Yes it really would be. It's the reason I use Linux in the first place, to have freedom to do whatever I want. I don't need linux to protect me from Windows Recall. I chose linux because it already doesn't have stuff like that. And the system (used to) treat me like an adult.


Yeah a secure-by-default system "doesn't treat you like an adult."


it's where the security boundary is. The system should protect me from unwanted software getting on the system. Once a piece of software starts running, I do want to give it full access to the system. If not, I'll run it in a container. All the protections wayland offers are to protect against a piece of software someone had to already have access to install. If you are that paranoid, set up selinux properly. Which nobody does, cos it's a pita.
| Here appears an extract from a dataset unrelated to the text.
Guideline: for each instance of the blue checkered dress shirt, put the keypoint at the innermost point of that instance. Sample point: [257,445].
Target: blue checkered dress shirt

Enforcing permissions for everything on everyone is a similar pain in the ass.


Unironically, yes.

You don't have the kind of security in your home that you are asking for in your computer.


If non-corporeal entities could move within my home invisibly and observe my activities silently or change things in my environment at will, I’d definitely consider it.
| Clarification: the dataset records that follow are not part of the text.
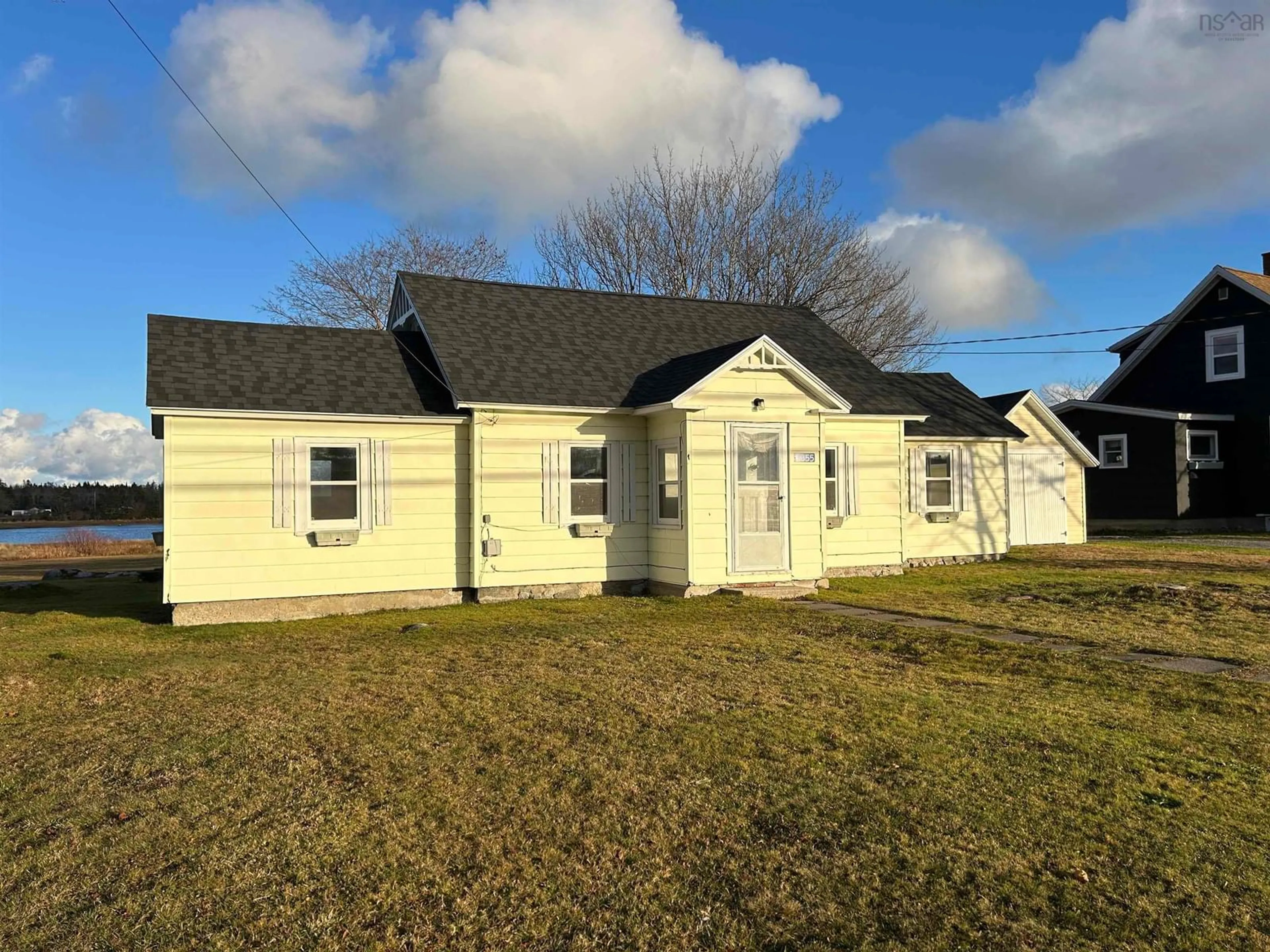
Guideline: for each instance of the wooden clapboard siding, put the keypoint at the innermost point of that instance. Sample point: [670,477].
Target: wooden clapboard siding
[873,536]
[1039,435]
[667,545]
[219,536]
[534,551]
If it was practical to have some way to a priori prevent the appliances in my home from seeing me or listening to what I do, while still being able to use them for their intended purpose, then I would certainly use it. Since there is a practical way to do that on a computer, then I'm going to use that if I can. In the same way that I use live narrowing fuzzy search for almost all of my interfaces with the computer and would certainly use that if it were physically possible for physical objects as well, but it just isn't. There are many things that we can do on the computer that we can't do in real life and thus we request that the computer do them.

Furthermore, in fact, to the extent that it is possible, I do in fact do this: I flat out refuse to install appliances in my house that would have the capability of passively listening to every word I say or watching every move I make with microphones or cameras — no Alexas or Google Homes or Nest security cameras or smart toasters or anything of the sort. Whereas installing applications under Xorg is essentially the equivalent of having every appliance in your entire house come with microphone and camera that is always on, and just having to trust that they don't actually do anything with that data. Every application installed under XROG essentially has the capability to surveil you and simply choose as not to, whereas I would prefer the digital equivalent of only having appliances in my house that do not have microphones or cameras, or must explicitly ask my permission to use them — Wayland.
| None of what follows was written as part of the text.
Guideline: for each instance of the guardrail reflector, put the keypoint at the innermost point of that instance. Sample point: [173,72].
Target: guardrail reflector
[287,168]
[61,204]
This is exactly why SpectrumOS (not in a useable state yet) is intriguing to me, as well as qubes OS’s very recent efforts on practical gpu acceleration.


The thing is that Qubes OS uses child Xorg servers per application to make it so that applications can't read the screen or the keyboard from other applications, whereas Wayland simply builds that into the protocol level so that you don't need that horrible hack. Likewise, it needs VMs to isolate each application or environment from each other and the host, and to make the host immutable and reset on reboot. And we can do all of that now with containers and sandboxes and immutable image-based distros. Not as securely, but at great benefit to performance and interoperability. So personally, I think while Qubes is still the gold standard if all you care about is security, if you want a good balance of security and everyday usability, Fedora Silverblue with distrobox and Flatpaks and a Wayland DE/WM is acceptable enough, as long as you harden the polkit permissions and a few other things like that. And yes, yes, I know the FUD about Flatpak *not being a sandbox" lol


man xauth


That only determines who/what can connect to the X server at all, it's either a host/user/client with a cookie can connect to the X server or it can't at all; that has no bearing on me wanting to be able to use graphical applications that are able to connect to the display server without having each one of the graphical applications so connected to be able to read all my keystrokes and the output of my entire screen.